Robust Planning with LLM-Modulo Framework: Case Study in Travel Planning

2405.20625

Published 6/3/2024 by Atharva Gundawar, Mudit Verma, Lin Guan, Karthik Valmeekam, Siddhant Bhambri, Subbarao Kambhampati

cs.AI

Robust Planning with LLM-Modulo Framework: Case Study in Travel Planning

Abstract

As the applicability of Large Language Models (LLMs) extends beyond traditional text processing tasks, there is a burgeoning interest in their potential to excel in planning and reasoning assignments, realms traditionally reserved for System 2 cognitive competencies. Despite their perceived versatility, the research community is still unraveling effective strategies to harness these models in such complex domains. The recent discourse introduced by the paper on LLM Modulo marks a significant stride, proposing a conceptual framework that enhances the integration of LLMs into diverse planning and reasoning activities. This workshop paper delves into the practical application of this framework within the domain of travel planning, presenting a specific instance of its implementation. We are using the Travel Planning benchmark by the OSU NLP group, a benchmark for evaluating the performance of LLMs in producing valid itineraries based on user queries presented in natural language. While popular methods of enhancing the reasoning abilities of LLMs such as Chain of Thought, ReAct, and Reflexion achieve a meager 0%, 0.6%, and 0% with GPT3.5-Turbo respectively, our operationalization of the LLM-Modulo framework for TravelPlanning domain provides a remarkable improvement, enhancing baseline performances by 4.6x for GPT4-Turbo and even more for older models like GPT3.5-Turbo from 0% to 5%. Furthermore, we highlight the other useful roles of LLMs in the planning pipeline, as suggested in LLM-Modulo, which can be reliably operationalized such as extraction of useful critics and reformulator for critics.

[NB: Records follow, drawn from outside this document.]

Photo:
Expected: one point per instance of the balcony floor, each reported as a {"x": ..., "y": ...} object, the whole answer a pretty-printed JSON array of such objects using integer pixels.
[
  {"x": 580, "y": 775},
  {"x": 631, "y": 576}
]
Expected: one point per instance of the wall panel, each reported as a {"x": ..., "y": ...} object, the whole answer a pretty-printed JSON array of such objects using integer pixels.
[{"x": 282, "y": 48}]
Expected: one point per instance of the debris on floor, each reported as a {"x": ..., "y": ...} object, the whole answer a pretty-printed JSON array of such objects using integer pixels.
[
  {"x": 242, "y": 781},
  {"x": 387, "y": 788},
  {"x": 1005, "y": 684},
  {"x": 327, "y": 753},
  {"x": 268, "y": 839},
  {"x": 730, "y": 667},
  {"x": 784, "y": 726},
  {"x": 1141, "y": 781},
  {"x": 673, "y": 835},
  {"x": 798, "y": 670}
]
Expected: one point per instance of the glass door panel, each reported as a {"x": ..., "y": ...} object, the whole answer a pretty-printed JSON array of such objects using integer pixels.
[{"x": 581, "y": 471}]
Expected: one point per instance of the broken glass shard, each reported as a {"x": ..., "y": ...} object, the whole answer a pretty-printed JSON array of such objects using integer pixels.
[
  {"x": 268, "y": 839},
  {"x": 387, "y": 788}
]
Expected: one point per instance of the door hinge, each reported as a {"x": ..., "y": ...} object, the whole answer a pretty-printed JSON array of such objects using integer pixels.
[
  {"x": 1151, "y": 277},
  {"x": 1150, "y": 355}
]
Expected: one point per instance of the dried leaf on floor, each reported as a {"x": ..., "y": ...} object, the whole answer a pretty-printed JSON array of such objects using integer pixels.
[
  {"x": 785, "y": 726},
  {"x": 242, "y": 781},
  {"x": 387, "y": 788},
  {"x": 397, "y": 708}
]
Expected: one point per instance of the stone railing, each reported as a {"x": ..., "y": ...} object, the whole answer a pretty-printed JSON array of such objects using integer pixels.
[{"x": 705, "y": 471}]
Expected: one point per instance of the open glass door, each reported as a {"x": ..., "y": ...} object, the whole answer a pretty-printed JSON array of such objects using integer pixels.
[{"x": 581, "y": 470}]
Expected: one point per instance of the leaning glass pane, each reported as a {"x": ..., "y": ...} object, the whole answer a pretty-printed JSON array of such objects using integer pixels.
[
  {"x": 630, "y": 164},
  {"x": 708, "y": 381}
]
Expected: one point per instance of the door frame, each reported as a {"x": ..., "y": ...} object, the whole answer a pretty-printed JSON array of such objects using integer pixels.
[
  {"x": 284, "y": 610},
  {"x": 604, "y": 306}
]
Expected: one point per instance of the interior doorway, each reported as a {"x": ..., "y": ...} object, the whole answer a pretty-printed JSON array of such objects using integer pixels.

Create account to get full access

Overview

This paper presents the "LLM-Modulo" framework, which leverages large language models (LLMs) for robust and human-like planning, using travel planning as a case study.
The framework combines LLMs with traditional planning modules to enable multi-phase planning that can handle complex real-world scenarios.
The authors demonstrate the capabilities of their approach in several travel planning tasks, showing how LLMs can be used as both planning domain generators and urban residents to improve the planning process.

Plain English Explanation

The research paper explores a new framework called "LLM-Modulo" that aims to make planning tasks, like travel planning, more robust and human-like by combining large language models (LLMs) with traditional planning modules. Large Language Models as Planning Domain Generators and Large Language Models as Urban Residents (LLM) are key components of this framework.

The researchers found that using LLMs in this way can help handle the complexity of real-world planning scenarios more effectively than traditional planning approaches alone. For example, the LLM-Modulo framework was able to generate detailed travel plans that accounted for various constraints and preferences, similar to how humans plan their own trips. Human-like Reasoning Framework for Multi-Phases Planning

Overall, this work demonstrates how integrating LLMs with classical planning techniques can lead to more robust and human-like planning capabilities, which could have significant implications for a wide range of applications beyond just travel planning.

Technical Explanation

The paper introduces the "LLM-Modulo" framework, which combines large language models (LLMs) with traditional planning modules to enable robust and human-like planning. The key components of this framework are:

Large Language Models as Planning Domain Generators: LLMs are used to generate the planning domain, including actions, states, and constraints, from natural language descriptions.
Human-like Reasoning Framework for Multi-Phases Planning: The framework supports multi-phase planning, where the LLM-generated domain is used by classical planning modules to generate and refine plans in an iterative manner, similar to how humans plan.
Large Language Models as Urban Residents (LLM): LLMs are also used to provide context-specific knowledge and preferences, acting as "urban residents" to inform the planning process.

The authors demonstrate the capabilities of the LLM-Modulo framework in the domain of travel planning, showing how it can handle complex real-world scenarios and generate robust, human-like travel plans. Through a series of experiments, they showcase the framework's ability to effectively combine LLM-generated planning domains with classical planning techniques to produce high-quality travel plans that account for various constraints and preferences.

Critical Analysis

The paper presents a compelling approach to integrating LLMs with traditional planning methods, but it also acknowledges several limitations and areas for future research:

The authors note that the performance of the LLM-Modulo framework is heavily dependent on the quality and coverage of the LLM used, which may be a significant constraint in real-world applications. Thought Search: Planning with Language Models Through a Lens
The framework currently relies on a relatively simple integration of the LLM and planning modules, and the authors suggest that more sophisticated techniques for combining these components could lead to further improvements.
The evaluation in the paper is limited to travel planning tasks, and the researchers acknowledge the need to test the framework's generalizability to other planning domains.

Additionally, while the paper demonstrates the potential benefits of the LLM-Modulo approach, it would be valuable to see more extensive comparisons with other state-of-the-art planning techniques to better assess the framework's overall performance and advantages.

Conclusion

The "LLM-Modulo" framework presented in this paper represents a promising approach to incorporating large language models into classical planning systems, with the goal of achieving more robust and human-like planning capabilities. By leveraging LLMs as both planning domain generators and contextual knowledge providers, the framework demonstrates the potential for these models to enhance traditional planning techniques in complex, real-world scenarios.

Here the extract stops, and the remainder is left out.